What's Lurking Underneath?
Susan Franzen
Founding Principal @ PatternShifts, LLC | PatternShifter, Neuroscience of Leadership, International Coach Federation, Prosci Change Management
One of our executives recently asked me to share the two or three actions that executive leaders could take to change culture. I probably gave him a deer in the headlights look as my brain tried to process how to distill the complexity of culture to a series of silver-bullet actions.
The truth is that, like interlocking paving stones, cultures have unique and distinguishable patterns on the surface but the components of culture fit so snugly together that any attempt to change one aspect meets resistance from the surrounding components - and you can't really see what's deeply embedded underneath that structure.
Sure, you could replace a faded gray stone with a shiny red one, but instead of the rest of the stones changing to match the new shiny red color, that new stone tends to darken and fade over time as it is absorbed into the larger landscape of the culture. Single fix approaches rarely work in the long term.

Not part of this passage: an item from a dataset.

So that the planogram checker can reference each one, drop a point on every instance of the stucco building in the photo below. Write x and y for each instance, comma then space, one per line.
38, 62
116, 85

Just as problematic is trying to replace all the stones at once, stressing the existing connections and forcing the interlocking values, attitudes, roles, and assumptions to bind closer together, preventing any attempts at change. Forced change always meet resistance.
But...what if? What if you gently peeled back a section of the stones, taking careful note of what binds them together? What if you then looked beneath the stones at the foundation of the culture and how that foundation supported the interlocking pattern that was so distinguishable from above?
And what if, while you had that section lifted, you intentionally began to reshape those connections and shift that foundation so that when you laid that section back down it didn't quite fit the way it had before? It might feel a little wonky at first - like there's nothing supporting it, but eventually the foundation would expand around that section, lifting the next adjoining section high enough for you to begin reshaping it.
And what if you repeated that process - lift, look, reshape, expand - until there was a new distinguishable pattern - one that you had intentionally created by understanding what was lurking underneath?